Reich Citizenship Law (1935):

● A citizen of the Reich is that subject only who is of German or kindred blood and who, through his conduct, shows that he is both desirous and fit to serve the German people and the Reich faithfully.

The Non-axiological Interpretation

The non-axiological interpretation leads to obvious paradoxes. Attempting to remove the axiological evaluation from legal interpretation can simply produce absolutely amoral effects of statutory interpretation or even justify legal rules whose literal meanings are in contradiction with the natural law, morality, the Christian axiology, etc. Despite Radbruch’s writing only about the second issue, i.e. contradiction between the positive and the natural law in the context of human dignity, nowadays we do not consider the existence of legal rules leading to clearly amoral rules a problem but ‘make a fuss about’ lack of methods of statutory interpretation which are connected with axiological contents.

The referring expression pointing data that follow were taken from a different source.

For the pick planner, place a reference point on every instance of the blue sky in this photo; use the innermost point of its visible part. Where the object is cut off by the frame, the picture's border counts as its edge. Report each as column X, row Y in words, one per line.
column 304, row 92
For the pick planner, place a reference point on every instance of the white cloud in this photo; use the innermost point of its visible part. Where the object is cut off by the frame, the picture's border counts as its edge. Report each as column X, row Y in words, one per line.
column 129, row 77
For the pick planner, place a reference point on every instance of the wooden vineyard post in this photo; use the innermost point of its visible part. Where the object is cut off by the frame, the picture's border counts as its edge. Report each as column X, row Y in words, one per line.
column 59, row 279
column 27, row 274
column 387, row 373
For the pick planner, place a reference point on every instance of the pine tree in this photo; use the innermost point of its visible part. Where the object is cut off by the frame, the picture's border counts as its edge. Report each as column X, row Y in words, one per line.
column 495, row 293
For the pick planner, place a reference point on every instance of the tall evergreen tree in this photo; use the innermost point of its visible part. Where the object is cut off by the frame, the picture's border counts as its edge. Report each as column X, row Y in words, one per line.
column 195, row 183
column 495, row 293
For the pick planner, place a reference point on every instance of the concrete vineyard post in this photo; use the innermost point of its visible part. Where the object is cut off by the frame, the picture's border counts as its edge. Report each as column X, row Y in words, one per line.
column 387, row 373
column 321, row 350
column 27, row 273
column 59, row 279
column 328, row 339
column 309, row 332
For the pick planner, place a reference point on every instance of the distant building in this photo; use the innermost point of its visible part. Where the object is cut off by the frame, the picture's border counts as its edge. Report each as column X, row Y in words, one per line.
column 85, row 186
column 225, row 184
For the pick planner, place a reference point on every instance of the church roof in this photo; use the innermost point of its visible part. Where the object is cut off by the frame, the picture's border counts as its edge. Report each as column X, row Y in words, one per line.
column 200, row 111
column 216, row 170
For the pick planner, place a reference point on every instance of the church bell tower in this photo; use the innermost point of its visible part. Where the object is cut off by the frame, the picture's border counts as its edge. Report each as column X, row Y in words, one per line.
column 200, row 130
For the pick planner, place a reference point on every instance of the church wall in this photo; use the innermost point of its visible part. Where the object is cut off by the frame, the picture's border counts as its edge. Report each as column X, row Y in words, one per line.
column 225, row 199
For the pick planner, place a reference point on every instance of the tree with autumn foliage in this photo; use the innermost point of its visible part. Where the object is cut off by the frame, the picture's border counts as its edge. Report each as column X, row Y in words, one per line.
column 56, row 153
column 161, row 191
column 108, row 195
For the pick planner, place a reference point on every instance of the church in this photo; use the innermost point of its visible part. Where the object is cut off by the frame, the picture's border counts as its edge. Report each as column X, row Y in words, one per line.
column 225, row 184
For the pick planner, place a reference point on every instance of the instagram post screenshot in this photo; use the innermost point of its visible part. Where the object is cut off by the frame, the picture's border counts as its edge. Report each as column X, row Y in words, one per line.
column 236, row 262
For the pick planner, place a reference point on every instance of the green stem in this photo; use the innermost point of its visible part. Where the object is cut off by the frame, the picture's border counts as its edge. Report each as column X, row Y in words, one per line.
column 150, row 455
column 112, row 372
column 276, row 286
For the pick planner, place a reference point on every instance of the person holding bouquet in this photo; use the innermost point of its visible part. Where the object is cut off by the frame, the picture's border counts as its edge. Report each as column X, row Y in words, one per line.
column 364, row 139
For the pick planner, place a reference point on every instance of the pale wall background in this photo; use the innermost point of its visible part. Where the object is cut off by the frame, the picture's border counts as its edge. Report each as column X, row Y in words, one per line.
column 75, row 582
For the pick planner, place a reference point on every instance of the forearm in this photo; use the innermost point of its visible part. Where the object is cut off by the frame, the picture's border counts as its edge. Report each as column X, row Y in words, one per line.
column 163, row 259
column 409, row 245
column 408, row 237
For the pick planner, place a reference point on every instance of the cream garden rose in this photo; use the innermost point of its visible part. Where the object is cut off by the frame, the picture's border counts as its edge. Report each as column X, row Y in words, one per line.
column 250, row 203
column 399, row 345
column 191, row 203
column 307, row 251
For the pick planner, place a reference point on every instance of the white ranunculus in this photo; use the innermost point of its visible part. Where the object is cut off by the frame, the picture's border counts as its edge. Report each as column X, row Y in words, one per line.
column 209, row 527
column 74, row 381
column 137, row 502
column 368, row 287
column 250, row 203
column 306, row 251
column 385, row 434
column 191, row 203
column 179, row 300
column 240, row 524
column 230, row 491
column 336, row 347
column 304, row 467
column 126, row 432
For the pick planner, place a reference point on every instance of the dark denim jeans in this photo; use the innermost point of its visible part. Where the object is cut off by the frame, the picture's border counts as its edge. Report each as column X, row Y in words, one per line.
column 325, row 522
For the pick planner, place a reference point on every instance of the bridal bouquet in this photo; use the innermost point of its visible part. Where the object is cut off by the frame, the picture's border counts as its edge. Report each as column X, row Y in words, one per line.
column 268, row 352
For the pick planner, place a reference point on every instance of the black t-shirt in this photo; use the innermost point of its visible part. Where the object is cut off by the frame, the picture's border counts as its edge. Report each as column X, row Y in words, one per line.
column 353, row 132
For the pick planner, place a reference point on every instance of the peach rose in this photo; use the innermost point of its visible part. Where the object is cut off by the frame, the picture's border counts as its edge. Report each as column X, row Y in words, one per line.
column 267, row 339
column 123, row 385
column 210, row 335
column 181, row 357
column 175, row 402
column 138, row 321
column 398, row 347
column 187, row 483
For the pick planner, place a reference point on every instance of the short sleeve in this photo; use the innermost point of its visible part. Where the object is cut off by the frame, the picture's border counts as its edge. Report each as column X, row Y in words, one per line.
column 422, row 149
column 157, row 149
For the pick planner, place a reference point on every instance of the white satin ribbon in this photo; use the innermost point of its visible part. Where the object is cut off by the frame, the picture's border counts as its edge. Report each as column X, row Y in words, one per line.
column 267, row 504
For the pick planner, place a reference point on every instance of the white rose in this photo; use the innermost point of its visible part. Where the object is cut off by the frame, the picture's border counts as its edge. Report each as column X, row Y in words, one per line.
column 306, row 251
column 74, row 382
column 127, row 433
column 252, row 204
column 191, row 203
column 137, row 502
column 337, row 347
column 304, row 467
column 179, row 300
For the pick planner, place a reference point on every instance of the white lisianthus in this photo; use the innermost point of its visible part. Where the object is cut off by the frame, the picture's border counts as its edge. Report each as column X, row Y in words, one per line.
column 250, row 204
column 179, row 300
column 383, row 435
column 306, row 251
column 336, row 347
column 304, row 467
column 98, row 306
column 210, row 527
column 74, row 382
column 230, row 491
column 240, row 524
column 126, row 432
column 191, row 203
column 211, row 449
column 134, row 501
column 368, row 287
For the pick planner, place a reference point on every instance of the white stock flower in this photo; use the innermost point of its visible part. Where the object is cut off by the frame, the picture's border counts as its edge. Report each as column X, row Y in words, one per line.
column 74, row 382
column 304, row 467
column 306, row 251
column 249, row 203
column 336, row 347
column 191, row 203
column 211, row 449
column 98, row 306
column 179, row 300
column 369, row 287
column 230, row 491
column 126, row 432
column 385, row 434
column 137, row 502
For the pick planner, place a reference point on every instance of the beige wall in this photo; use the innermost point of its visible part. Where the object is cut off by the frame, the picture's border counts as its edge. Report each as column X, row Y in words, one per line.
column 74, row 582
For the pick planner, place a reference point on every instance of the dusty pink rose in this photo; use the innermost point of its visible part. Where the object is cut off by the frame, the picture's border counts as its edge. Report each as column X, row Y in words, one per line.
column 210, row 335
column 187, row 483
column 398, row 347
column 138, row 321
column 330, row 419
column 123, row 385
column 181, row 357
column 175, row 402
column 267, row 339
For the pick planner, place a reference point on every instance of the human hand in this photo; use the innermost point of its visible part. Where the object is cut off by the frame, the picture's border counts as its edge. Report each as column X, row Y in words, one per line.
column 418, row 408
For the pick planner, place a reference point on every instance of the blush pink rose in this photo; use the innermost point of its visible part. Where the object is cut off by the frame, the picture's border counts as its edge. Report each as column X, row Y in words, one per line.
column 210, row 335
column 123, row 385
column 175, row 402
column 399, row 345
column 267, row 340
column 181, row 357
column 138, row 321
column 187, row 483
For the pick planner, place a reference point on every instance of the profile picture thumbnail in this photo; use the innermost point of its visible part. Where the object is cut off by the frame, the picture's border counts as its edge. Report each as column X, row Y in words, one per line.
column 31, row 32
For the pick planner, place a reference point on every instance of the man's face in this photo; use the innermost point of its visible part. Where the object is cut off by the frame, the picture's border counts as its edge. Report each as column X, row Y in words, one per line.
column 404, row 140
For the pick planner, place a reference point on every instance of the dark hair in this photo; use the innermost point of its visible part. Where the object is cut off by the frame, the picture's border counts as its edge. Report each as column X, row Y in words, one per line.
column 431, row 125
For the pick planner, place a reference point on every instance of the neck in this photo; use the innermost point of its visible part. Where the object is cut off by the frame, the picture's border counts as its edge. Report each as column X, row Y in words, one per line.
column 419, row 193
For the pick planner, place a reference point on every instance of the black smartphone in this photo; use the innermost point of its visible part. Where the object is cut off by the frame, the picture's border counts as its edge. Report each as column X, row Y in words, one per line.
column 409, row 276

It can be observed when interpreting the literal meaning of legal rules from the German law of the Third Reich. Formal legal ways of reasoning, not taking the impact of values like human dignity, life, etc. into account, could lead to catastrophic results of statutory interpretation which are absolutely unacceptable from the point of view of moral evaluation. If we rely only on the descriptive approach to interpretation and exclude axiological content of the aforementioned rules from consideration, we can come to the conclusion that the meaning of the rules[26]:

● is only formal (since the rules have a clear meaning): they establish equal methods of evaluating facts. ‘Equal’ in this context means that different interpreters should be able to easily establish meaning of the rule stating who must do what (the legal semantics);
● respects (and so the lawmaker) the important rule of statutory law which is clarity of meaning. This is related to the previous question, i.e. the rules are mostly clear (according to literal meaning) and they fulfil the condition of correct editing from the legislative point of view[27];
● could offer certainty if applied for a longer period of time: the rules seem to pose no problems with the procedure of legal application, provided competent authorities take care of it.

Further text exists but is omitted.